É o maior orçamento da história do FC Porto. A SAD convocou os accionistas para votarem, a 13 de Novembro, num orçamento que prevê gastos operacionais de 114,2 milhões de euros - quantia que exclui as transações com passes de jogadores.
O problema (desafio, se preferir), como era defendido desde o início, não estava no investimento em contratações para 2014-15. Houve operações avultadas, mas em termos de tesouraria sem grandes implicações imediatas. O grande problema seriam os custos com pessoal e os fornecimentos e serviços externos. Os números propostos são os maiores da história da SAD e confirmam isso mesmo.
Para se ter uma ideia, a SAD pretende gastar, em 2014-15, 157,269% do dinheiro obtido em 2013-14 nas receitas operacionais. Um valor verdadeiramente astronómico e insustentável num contexto de futebol português, sobretudo tendo em que conta que o FC Porto não consegue sobreviver com as suas receitas operacionais e vai transitar (será proposto na AG) para 2014-15 um prejuízo líquido superior a 38 milhões de euros. Gastar mais do que 150% do que se ganha (embora isto não inclua as transações de passes) fala por si sobre o risco orçamental para a próxima temporada.

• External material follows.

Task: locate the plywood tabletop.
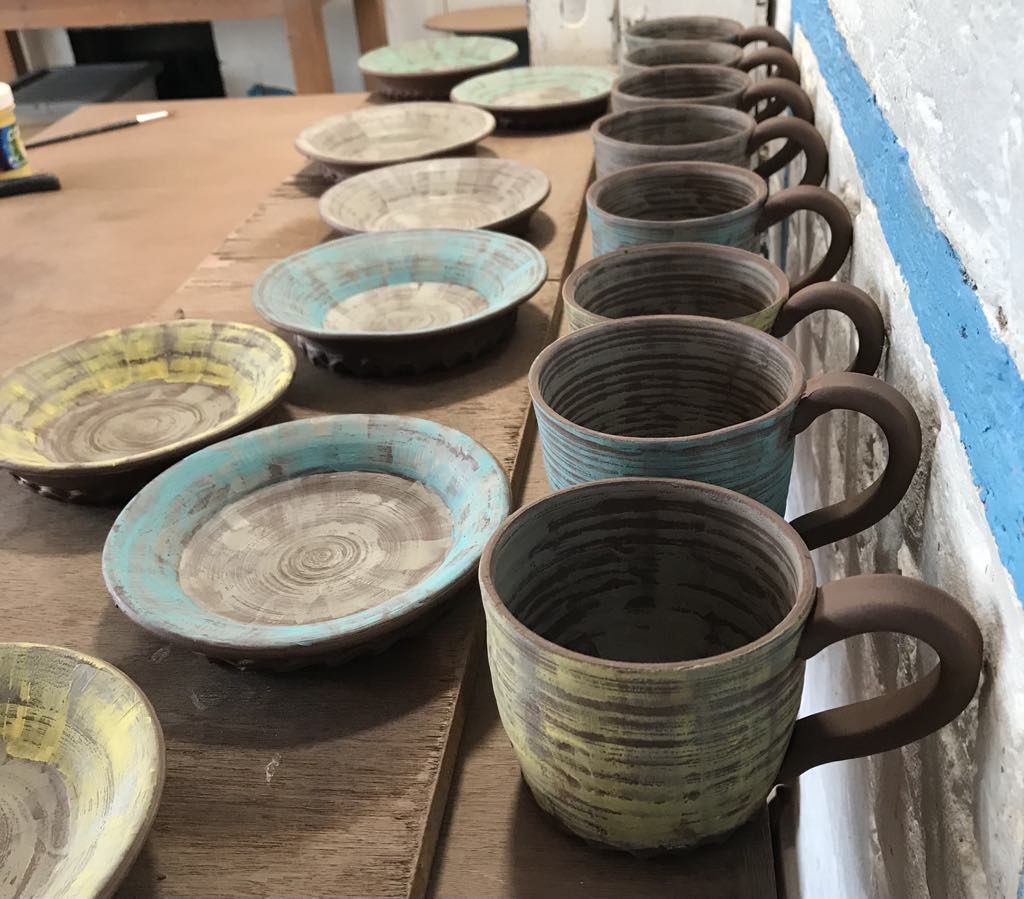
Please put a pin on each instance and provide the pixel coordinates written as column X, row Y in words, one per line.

Comecemos pelas receitas operacionais. Em 2013-14, o FC Porto recebeu 72,613 milhões, sensivelmente menos 6 milhões do que em 2012-13. Já em 2014-15, a SAD prevê receber 89,222 milhões, repartidos pelos seguintes pontos:
Este aumento de cerca de 17M€ deve-se essencialmente à Champions. A SAD vai receber em 2014-15 dois prémios de participação acumulados e prevê já o apuramento para os oitavos-de-final. Em 2013-14 a Champions só rendeu 9,55M€, em 2014-15 a previsão é de 28,23M€.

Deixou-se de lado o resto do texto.